In Fig. 2 4ζ, 1 is VVVP inverter, 2 is VVV
F Inverter 1 output is supplied to the electric motor, 3 is the electric motor 2
A speed detector that detects the rotational speed frequency fM of 4, 4 is the primary current! A current detector detects dust, 5.6 is the primary frequency f↓ of the VVVP inverter l output, a frequency detector and a voltage detector detect the -next voltage, and 7 is the primary frequency factor f↓ and the rotation speed frequency fM. A known slip detector that gives a slip 8 from the signal Kukata, 8 is a combination that is equipped with a location search section 8m and a storage device section 8b and generates a detection signal of torque T. The current detector 1 frequency detector 6. Each output of the output device 6 and the slip detector 7 is given to the address search section 8a, and from these input information, the analyzer torque values as shown in the table are stored in advance. The torque data obtained from the input information is retrieved from the storage unit 8b, and a detected torque signal T is sent out.

As described above, the device shown in FIG. 2 detects the detection signals of the four state variables hf↓ and vMI8 in motor control using the vvvP' inverter. It is a system that obtains input information at the same time, searches for torque data corresponding to this detected state quantity, and outputs it externally, without having any analysis function in the control device. This makes it possible to exceptionally detect output torque in any operating state. Furthermore, it is clear that this eliminates detection errors caused by temperature changes due to secondary resistance and enables highly accurate torque control. Note that it is assumed that the analyzer torque values corresponding to the four state quantities are stored. As described above, if the address search unit 81 has an interpolation function for creating torque data from between the stored torque data, the address search unit 8a searches the storage address of the storage device unit 8b, and 9. The torque data of the address is retrieved, or the address search unit 8m further creates unstored torque data from those torque data to generate a valid detected torque signal.

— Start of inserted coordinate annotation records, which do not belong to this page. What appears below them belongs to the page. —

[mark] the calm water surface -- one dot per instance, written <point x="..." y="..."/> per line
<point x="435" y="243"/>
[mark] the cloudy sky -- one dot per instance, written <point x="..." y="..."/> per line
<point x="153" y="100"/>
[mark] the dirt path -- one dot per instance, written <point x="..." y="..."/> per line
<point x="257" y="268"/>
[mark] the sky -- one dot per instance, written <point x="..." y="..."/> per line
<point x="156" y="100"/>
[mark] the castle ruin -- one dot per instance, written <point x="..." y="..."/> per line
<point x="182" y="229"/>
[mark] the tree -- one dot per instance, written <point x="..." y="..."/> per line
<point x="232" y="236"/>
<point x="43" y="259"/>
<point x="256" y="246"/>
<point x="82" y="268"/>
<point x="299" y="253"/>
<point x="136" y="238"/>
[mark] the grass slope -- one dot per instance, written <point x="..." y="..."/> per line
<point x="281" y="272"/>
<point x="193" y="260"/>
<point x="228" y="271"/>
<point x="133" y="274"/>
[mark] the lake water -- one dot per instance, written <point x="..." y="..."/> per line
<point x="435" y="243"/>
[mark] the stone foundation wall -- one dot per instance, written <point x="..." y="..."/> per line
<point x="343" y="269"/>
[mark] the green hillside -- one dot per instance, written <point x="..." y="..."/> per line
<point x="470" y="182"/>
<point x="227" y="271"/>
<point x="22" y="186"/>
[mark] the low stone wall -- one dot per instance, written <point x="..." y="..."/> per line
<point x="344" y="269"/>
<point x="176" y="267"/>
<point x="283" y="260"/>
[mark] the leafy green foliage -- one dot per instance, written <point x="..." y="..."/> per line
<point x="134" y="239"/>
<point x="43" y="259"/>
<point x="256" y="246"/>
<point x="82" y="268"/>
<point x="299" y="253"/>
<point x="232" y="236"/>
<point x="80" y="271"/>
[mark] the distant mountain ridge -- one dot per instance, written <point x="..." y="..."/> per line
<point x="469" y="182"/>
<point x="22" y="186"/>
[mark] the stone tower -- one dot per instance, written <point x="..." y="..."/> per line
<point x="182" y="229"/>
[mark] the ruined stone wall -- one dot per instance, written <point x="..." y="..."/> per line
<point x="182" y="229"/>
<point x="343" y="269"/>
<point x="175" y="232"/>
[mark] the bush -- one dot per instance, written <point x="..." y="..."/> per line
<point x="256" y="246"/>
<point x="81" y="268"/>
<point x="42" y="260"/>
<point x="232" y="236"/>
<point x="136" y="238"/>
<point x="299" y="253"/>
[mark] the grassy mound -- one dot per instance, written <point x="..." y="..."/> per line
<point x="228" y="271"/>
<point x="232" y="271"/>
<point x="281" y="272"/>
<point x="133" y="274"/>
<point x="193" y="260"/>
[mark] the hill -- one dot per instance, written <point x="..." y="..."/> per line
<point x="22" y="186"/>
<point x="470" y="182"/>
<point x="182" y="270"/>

According to the present invention, it is possible to provide a method for realizing a motor control device using a VVVF inverter that is capable of precise torque control without having an analysis function in its constituent parts.
II * fA a v,, e 8 as state quantities
However, it is clear that the present invention can be applied to the same effect even if other state quantities such as fM, effective (reactive) current value, etc. are used as part of these four parts. Furthermore, it goes without saying that the effect can be further enhanced depending on the case by setting the number of state quantities to six or more instead of limiting it to four.

[Brief explanation of the drawing]

Fig. 1 is an equivalent circuit diagram for one phase of the electric motor, and Fig. 2 is a control system diagram showing an embodiment according to the present invention.
Variable voltage/variable frequency inverter (VVVF inverter), 2...Induction motor (motor), 3...
・IO Speed detector, 4...Current detector, 5...Frequency detector, 6...Voltage detector, 7...Slip detector, 8... ···Computer. Patent applicant Toyo Denki Seizo Co., Ltd. Representative Atsushi Doi

Claims (1)

[Scope of Claims] 1. In an induction motor control method for controlling the output torque of an electric motor using a variable voltage/variable intermittent inverter, at least four types of mutually independent state quantities indicating the operating state of the electric motor are provided. A method for controlling an induction motor, characterized in that, in addition to obtaining detection signals, a signal of torque data stored in advance in a storage unit is generated from search information based on the detection signals. 2. The induction motor control method 0 according to claim 1, in which the detection signal of Class 411 is configured to use a primary current, a primary frequency, a primary voltage, and a slip.